Other systems to ensure that audits by the Audit and Supervisory Committee are conducted effectively

  1. The Audit and Supervisory Committee Members shall hold regular meetings with the Representative Director and establish a system to deepen mutual understanding with the Representative Director by, for example, exchanging information and reporting and reviewing the status of business execution.
  2. The Audit and Supervisory Committee shall establish a system to enhance the effectiveness and efficiency of audits by closely cooperating with the Internal Audit Office and the Financial Auditor through exchanging information and opinions.

Outline of the limited liability agreement

Pursuant to the provisions of Article 427, Paragraph 1 of the Companies Act, the Company and outside Directors have entered into an agreement to limit their liability for damages under Article 423, Paragraph 1 of the same Act. The maximum amount of liability for damages under the agreement shall be the amount stipulated by laws and regulations. The limitation of liability is permitted only when the outside Director has acted in good faith and without gross negligence in performing the duties that caused the liability.

Outline of the directors and officers liability insurance policy

The Company has taken out a directors and officers liability insurance policy with an insurance company as provided in Article 430-3, Paragraph 1 of the Companies Act, wherein the insured persons are Directors and Executive Officers of the Company and its subsidiaries. All insurance premiums are paid by the Company.

An outline of this insurance policy is that the insurance company shall indemnify the damage that may occur under the insurance policy when the insured officer is liable for the execution of his/her duties or when he/she receives a claim for pursuing such liability.

Damages, etc., arising from actions taken with the awareness that they are in violation of laws and regulations shall be treated as a disclaimer under the insurance policy, and the Company takes measures to ensure that the appropriateness of the execution of duties by the insured officers is not impaired.

Number of Directors

The Company’s Articles of Incorporation stipulate that the number of Directors (excluding Directors who are Audit and Supervisory Committee Members) shall be 12 or less and that the number of Directors who are Audit and Supervisory Committee Members shall be four or less.

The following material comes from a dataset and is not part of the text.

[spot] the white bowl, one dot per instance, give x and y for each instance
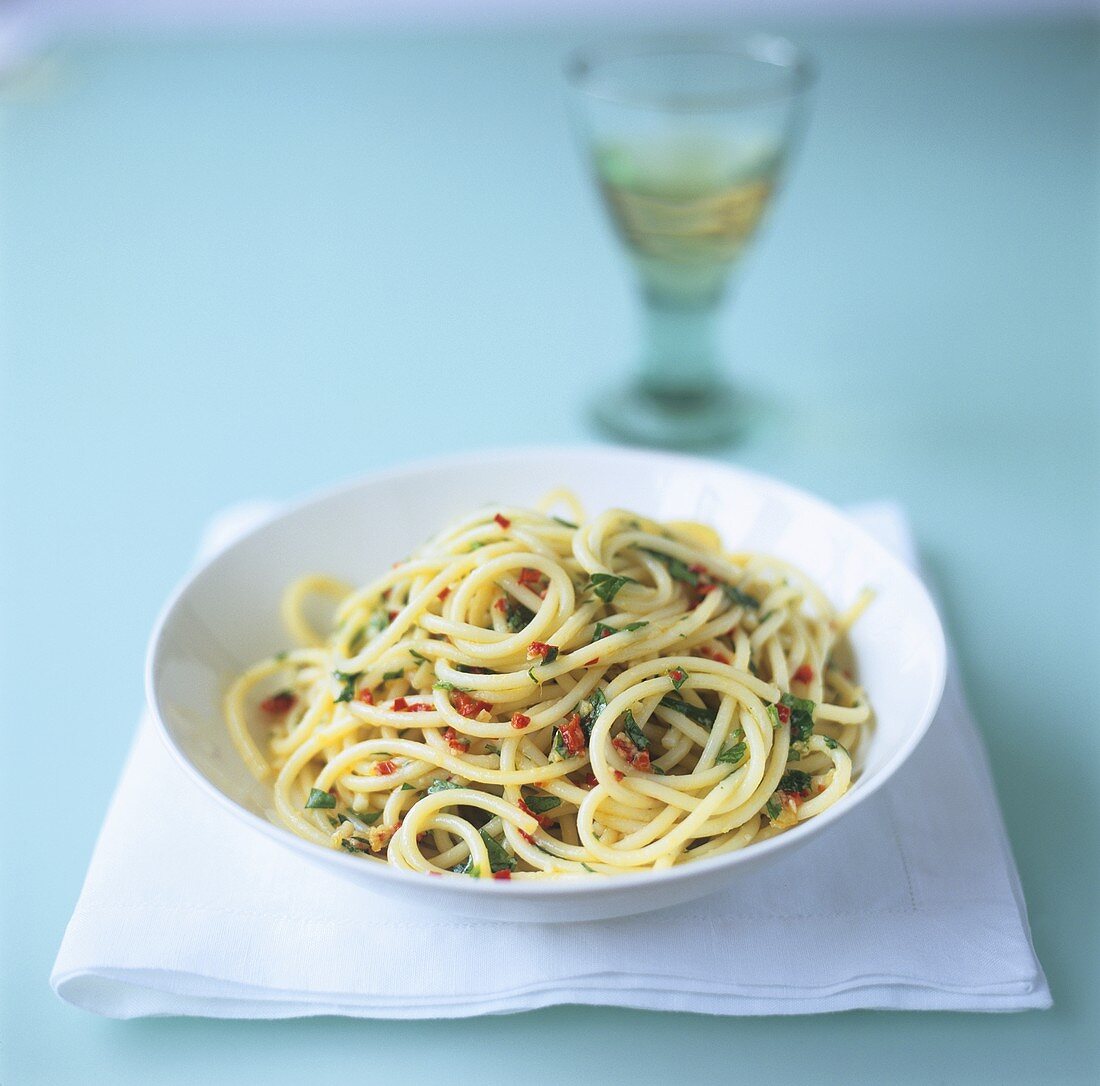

Requirements for resolution on election of Directors

The Company’s Articles of Incorporation stipulate that resolutions for the election of Directors shall be passed by a majority of the voting rights of the shareholders present at the meeting who hold at least one-third of the voting rights of the shareholders entitled to exercise their voting rights, distinguishing between Directors who are Audit and Supervisory Committee Members and Directors who are not, and that such resolutions shall not be made by cumulative voting.

Matters to be resolved at the general meeting of shareholders that may be resolved by the Board of Directors

Acquisition of treasury shares

The Company’s Articles of Incorporation stipulate that the Company may acquire its own shares through market transactions, etc. by resolution of the Board of Directors in accordance with Article 165, Paragraph 2 of the Companies Act, in order to enable the Company to implement its capital policy flexibly in response to changes in the business environment.

Interim dividend

The Company’s Articles of Incorporation stipulate that, in accordance with Article 454, Paragraph 5 of the Companies Act, it may pay interim dividends on April 30 of each year as the record date pursuant to a resolution of the Board of Directors, in order to return profits to shareholders in an agile manner.

Special resolution requirements for the general meeting of shareholders

The Company’s Articles of Incorporation stipulate that special resolutions for the general meeting of shareholders as provided in Article 309, Paragraph 2 of the Companies Act shall be passed by at least two-thirds of the voting rights of the shareholders present at the meeting who hold at least one-third of the voting rights of the shareholders entitled to exercise voting rights. This is intended to ensure smooth management of general meetings of shareholders by relaxing the quorum for special resolutions at the general meeting of shareholders.